Neuronas y neurosis

TELEVISION: UN AÑO DESPERDICIADO

Rara vez llega un año como 2009, tan rico en oportunidades para la producción televisiva nacional. Pero el saldo no fue favorable.

En materia futbolera hay que reconocer que los canales de aire privados registraron un acierto, el del Mundial sub-20, donde Monte Carlo se llevó las palmas mientras Canal 10 optó por rellenar su tiempo con enfoques bastante flojos, en algunos casos hasta tontos.

La clasificación celeste, peleada, para el Mundial de Sudáfrica, interesó más y generó la competencia de todos, hasta del canal estatal, sin diferencias claras a favor de ninguno.

Las elecciones municipales recibieron poco tiempo y cierto desgano. Las nacionales, en los dos tiempos, reiteraron los estilos de cada emisora, con trasmisiones pretendidamente absolutas, todas triunfalistas, con despliegue de móviles por muchos circuitos pero con el error de creer que ello bastaba para informar sobre lo que estaba pasando ya que buena parte de los «periodistas» poco o nada sabían de lo que era de interés y se repetían unos a otros.

Al final, todo quedó en lo que se hizo en estudio con los conductores. En estos casos se produjo cierta devaluación de los profesionales, que dejaron casi todo el campo abierto a lo que aportasen los politólogos, sociólogos y encuestadores y que se convirtieron en las estrellas de la comunicación en esa transferencia de mando.

Previamente a las elecciones, claro, cada canal apostó a los programas periodísticos. Hubo cierto interés en «Uruguay decide» por el 4 pero su ubicación en horario matutino dejó de ser un punto a favor para perderse en la nada. «Dicho y hecho» no calzó la valoración esperada y quizá Teledoce con «Código país» fue el mejor calificado, pero por poco.

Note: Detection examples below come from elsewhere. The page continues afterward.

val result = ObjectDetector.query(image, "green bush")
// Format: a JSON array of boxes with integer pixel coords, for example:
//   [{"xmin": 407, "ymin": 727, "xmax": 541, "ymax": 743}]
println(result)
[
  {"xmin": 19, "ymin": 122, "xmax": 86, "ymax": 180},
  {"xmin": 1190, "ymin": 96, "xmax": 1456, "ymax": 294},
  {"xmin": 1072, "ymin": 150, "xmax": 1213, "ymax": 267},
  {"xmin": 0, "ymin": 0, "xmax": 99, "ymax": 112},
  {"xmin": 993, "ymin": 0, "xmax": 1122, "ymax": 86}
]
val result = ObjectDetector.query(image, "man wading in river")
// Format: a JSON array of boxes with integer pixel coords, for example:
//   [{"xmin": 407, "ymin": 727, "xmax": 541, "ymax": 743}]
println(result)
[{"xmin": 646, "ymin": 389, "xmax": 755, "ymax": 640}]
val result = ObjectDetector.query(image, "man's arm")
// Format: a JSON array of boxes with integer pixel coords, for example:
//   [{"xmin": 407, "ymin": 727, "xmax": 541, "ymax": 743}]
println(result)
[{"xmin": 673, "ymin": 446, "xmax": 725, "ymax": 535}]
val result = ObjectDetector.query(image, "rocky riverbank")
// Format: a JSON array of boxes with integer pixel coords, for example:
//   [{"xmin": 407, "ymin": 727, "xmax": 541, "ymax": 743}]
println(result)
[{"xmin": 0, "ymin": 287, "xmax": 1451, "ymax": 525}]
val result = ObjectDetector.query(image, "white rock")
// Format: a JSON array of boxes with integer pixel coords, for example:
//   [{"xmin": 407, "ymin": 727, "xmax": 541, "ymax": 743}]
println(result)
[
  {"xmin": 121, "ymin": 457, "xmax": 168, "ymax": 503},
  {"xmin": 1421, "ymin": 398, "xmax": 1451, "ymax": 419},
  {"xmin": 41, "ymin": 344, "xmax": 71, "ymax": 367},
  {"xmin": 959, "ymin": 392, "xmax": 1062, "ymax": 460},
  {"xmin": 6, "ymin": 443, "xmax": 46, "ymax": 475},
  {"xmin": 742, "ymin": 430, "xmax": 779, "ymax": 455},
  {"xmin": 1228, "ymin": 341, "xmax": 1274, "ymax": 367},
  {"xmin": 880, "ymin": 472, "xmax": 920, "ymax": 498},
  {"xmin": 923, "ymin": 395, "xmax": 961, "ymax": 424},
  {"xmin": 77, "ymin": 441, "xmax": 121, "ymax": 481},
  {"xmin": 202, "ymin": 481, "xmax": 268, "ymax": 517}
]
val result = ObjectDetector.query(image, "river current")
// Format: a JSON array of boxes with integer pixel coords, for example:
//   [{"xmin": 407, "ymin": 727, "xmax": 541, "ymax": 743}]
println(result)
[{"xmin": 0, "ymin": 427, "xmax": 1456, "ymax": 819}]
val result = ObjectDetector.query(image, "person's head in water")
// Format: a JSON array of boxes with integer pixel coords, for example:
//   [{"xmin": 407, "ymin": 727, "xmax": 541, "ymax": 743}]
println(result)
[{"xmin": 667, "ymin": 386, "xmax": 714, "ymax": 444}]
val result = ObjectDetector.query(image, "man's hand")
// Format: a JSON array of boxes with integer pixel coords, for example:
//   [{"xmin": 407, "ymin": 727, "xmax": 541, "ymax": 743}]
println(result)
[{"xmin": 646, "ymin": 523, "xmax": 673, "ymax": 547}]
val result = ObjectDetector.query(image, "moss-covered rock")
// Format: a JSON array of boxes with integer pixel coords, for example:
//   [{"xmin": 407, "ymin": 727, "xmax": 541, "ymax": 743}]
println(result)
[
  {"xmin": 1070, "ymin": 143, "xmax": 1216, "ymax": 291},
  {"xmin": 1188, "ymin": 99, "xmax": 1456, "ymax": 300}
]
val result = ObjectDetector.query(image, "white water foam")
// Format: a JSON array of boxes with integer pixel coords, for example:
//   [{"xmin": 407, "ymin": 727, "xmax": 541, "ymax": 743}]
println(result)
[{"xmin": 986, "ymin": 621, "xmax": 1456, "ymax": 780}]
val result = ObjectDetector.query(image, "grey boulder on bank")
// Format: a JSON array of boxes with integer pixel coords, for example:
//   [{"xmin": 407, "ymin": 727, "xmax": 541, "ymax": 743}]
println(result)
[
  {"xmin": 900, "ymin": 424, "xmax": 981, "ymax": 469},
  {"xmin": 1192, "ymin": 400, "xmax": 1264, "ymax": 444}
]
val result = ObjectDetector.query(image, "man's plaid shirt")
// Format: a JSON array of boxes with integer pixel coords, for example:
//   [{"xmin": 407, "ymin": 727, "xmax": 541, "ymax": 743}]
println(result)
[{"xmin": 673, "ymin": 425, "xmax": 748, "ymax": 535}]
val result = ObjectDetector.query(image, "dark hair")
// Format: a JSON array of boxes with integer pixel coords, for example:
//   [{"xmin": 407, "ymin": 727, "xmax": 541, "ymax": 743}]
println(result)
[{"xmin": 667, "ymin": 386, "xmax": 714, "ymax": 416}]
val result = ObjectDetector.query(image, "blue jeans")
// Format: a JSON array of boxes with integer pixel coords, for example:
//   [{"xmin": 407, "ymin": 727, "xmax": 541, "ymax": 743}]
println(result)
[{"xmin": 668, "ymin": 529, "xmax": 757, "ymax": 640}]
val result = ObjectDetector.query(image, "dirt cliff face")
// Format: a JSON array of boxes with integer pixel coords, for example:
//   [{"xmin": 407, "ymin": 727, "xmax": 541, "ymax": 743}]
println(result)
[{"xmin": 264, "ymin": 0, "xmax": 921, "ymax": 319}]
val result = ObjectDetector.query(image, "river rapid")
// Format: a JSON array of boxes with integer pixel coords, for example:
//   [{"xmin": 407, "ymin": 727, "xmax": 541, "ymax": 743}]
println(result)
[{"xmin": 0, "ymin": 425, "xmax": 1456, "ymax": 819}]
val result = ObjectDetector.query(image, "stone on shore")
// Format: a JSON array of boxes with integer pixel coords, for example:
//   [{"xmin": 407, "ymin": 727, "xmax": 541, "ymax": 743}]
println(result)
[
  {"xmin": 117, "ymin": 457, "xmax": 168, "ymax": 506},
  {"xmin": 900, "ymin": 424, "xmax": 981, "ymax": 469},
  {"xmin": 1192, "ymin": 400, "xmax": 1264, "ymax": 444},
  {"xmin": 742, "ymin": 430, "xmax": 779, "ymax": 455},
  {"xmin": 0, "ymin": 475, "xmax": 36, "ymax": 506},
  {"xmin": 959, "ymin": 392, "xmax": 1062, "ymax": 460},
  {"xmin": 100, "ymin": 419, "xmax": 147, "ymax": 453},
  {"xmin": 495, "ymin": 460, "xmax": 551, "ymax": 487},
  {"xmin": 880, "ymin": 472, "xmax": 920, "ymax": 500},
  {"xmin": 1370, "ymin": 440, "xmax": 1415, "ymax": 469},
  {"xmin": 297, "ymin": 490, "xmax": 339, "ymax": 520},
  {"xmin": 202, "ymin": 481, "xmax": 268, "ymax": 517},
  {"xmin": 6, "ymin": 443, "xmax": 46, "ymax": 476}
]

Con ese menú desperdiciado el resto del año televisivo fue casi copia de 2008. Vale sí destacar lo que se hizo con «Hogar, dulce hogar» por Saeta, aunque fuese una prolongación de la comedia española «Escenas de matrimonio» pero que dio lugar a buenas, deleitables actuaciones en nombre del buen nivel, que manejaron bien el generoso humor. Más aún, lo que se alcanzó con «Las novias de Travolta» por Teledoce, sin duda la mejor producción nacional del año, con otro inesperado apoyo a actores nacionales de los muy buenos. En sus últimos capítulos, sin embargo, buscó ser trascendente perdiendo la liviandad, quizá por exceso de libretistas que no acoplaron sus posibilidades.

El resto de lo producido en Uruguay fue continuación de lo visto. Hubo, es cierto, una consolidación de Victoria Rodríguez conduciendo «Esta boca es mía», donde probó su capacidad, su inteligencia, aunque el programa por ser diario no llegó siempre a atraer con los temas a discutir.

Por su parte, «Telemental», «Bendita TV» y «En foco» confirmaron bondades y maldades. Del resto, poco o nada. Las mañanas tuvieron sus magazines por puro relleno.

 

Otra pifia, seguir nuestras tardes con «Los profesionales de siempre» e «Intrusos en el espectáculo», donde la chabacanería llegó a extremos de ordinariez y vulgaridad. Otros regalos porteños, «AM», «TVR», Susana, Mirtha, Tinelli y otros que sumaron macanas y mal gusto, para que creamos como ellos creen que la tele argentina es la mejor del mundo. Otro para tirar: «El show de Cristina».

Las telenovelas fueron 29, por lo menos. Se las recordamos para que no las vea si las repiten: «Madre Luna», «Cuidado con el ángel», «Las tontas no van al cielo», «Betty, la fea», «Danza, danza», «El juramento», «Marina», «Siete pecados», «Paraíso tropical», «Victoria», «Por amor a vos», «Niña moza», «Mañana es para siempre», «Amor e intrigas» «Lo que callamos las mujeres», «Fuego en la sangre», «Dos caras», «Valientes», «Herencia de amor», «Tormenta en el paraíso», «Doña Bárbara», «Muñoz vale por dos», «Enséñame a vivir», «El rostro de Analía», «Valeria», «Casi ángeles», «Sortilegio», «Belleza pura «, «La favorita». Algunas con buena audiencia. Créase.